Adama Ndoye, who heads up the UNPFA’s reproductive health bureau, believes that if there are many fistula sufferers in southern Senegal, it is because the region is seen as very conservative and very rooted in tradition.
Ousmane Baldé, imam at the Grand Mosque in Kolda, laments the quality of life of fistula sufferers in the region but says religious leaders cannot be held responsible for the situation.
He tells IPS, “If a parent wants to marry off their 10, 11 or 12 year-old daughter to an octogenarian, we cannot refuse it. We simply see the process through and make sure it is conducted as tradition demands. I believe it is the state which is at fault here. The nursing complement is inadequate.”
According to Assane Diagne, head of public health in Kolda, the government has often undertaken joint campaigns with the UNFPA to fight against and eliminate fistula in Senegal.
“Between January and March this year, the state organised awareness campaigns and treatment for fistula. Doctors treated around ten women in Ziguinchor, further south, and in St. Louis, to the north. These campaigns are also an opportunity to train surgeons and gynaecologists practicing in these areas,” he tells IPS.

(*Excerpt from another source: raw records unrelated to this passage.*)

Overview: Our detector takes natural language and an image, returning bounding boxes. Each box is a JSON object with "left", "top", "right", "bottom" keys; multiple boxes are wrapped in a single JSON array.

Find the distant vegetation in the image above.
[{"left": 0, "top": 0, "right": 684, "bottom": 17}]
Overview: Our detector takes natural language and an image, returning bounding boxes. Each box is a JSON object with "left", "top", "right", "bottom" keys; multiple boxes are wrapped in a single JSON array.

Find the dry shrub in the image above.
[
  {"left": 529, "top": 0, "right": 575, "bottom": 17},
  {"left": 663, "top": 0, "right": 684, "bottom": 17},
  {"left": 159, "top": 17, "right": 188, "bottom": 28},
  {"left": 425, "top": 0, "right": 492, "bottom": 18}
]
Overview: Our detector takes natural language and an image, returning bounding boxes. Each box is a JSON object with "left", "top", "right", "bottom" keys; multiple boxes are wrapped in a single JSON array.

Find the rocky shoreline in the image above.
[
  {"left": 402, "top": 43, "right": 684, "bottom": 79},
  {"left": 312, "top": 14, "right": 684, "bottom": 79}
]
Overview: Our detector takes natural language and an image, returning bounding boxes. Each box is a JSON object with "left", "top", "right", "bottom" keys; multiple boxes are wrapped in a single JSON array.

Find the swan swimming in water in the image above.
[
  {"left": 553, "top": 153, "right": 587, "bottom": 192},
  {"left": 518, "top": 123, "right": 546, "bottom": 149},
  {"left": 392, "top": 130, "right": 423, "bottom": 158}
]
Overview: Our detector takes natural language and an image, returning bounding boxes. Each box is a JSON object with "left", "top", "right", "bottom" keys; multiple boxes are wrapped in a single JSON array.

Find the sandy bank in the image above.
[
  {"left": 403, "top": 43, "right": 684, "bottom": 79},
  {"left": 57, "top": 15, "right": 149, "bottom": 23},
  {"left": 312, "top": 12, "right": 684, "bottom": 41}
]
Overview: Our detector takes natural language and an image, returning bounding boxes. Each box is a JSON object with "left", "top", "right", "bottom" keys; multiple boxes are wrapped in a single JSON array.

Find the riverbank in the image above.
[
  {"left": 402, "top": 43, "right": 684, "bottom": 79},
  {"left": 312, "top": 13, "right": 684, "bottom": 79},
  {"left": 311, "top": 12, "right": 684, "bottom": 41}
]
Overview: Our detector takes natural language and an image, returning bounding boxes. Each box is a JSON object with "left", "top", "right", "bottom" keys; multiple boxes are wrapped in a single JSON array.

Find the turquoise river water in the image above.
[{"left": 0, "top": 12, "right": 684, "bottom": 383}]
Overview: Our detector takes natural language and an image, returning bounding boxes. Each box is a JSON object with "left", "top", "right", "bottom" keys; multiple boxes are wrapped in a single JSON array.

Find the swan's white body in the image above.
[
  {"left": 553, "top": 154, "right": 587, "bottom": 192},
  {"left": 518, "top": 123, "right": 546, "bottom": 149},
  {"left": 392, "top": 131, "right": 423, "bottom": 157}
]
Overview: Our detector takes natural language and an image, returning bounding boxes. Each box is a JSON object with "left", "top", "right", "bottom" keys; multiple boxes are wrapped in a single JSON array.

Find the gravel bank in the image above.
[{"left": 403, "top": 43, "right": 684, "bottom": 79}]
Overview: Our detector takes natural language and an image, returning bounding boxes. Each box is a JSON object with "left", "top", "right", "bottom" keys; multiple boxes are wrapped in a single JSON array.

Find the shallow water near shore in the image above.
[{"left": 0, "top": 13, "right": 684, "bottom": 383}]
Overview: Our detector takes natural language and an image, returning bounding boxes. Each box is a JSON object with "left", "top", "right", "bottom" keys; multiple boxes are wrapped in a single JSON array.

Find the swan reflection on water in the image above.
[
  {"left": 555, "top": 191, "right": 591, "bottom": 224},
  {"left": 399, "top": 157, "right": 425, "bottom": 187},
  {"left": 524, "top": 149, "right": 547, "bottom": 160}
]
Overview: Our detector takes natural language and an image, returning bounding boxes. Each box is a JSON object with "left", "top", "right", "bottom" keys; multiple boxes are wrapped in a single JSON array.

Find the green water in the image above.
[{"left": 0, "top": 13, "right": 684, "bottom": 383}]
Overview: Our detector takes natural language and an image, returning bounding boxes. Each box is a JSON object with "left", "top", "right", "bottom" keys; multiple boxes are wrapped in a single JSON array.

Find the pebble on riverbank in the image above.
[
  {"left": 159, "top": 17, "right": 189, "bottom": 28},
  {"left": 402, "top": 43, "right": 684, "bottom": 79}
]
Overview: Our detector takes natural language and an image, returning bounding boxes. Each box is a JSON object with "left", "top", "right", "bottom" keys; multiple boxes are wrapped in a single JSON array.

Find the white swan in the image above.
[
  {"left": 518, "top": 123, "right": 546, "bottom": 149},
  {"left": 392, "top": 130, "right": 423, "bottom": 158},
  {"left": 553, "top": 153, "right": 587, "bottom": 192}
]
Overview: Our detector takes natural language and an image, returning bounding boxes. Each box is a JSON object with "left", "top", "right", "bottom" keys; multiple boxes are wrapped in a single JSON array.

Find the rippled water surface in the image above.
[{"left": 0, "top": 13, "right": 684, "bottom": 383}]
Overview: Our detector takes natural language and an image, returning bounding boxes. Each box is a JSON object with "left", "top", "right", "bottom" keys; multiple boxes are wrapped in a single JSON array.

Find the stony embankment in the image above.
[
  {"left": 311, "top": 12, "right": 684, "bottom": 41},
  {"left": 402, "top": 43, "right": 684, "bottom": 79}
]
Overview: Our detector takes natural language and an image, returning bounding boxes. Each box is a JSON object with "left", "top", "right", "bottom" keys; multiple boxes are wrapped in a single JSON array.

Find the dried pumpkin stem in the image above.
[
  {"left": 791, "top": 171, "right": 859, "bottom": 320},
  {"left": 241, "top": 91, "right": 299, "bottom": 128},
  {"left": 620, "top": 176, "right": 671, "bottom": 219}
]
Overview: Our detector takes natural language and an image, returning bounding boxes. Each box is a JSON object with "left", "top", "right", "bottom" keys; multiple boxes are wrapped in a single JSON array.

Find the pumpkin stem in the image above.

Ousmane Diaw, a Kolda high school senior, believes it necessary to create greater awareness amongst both young people and their parents.
He tells IPS, “Here, girls don’t get to go to school. They are married off at an early age. I have classmates who were taken out of school to be married off. Some died during childbirth and others developed fistula. I think it is important for parents to change their thinking, but we must also severely punish women who carry out female circumcision.”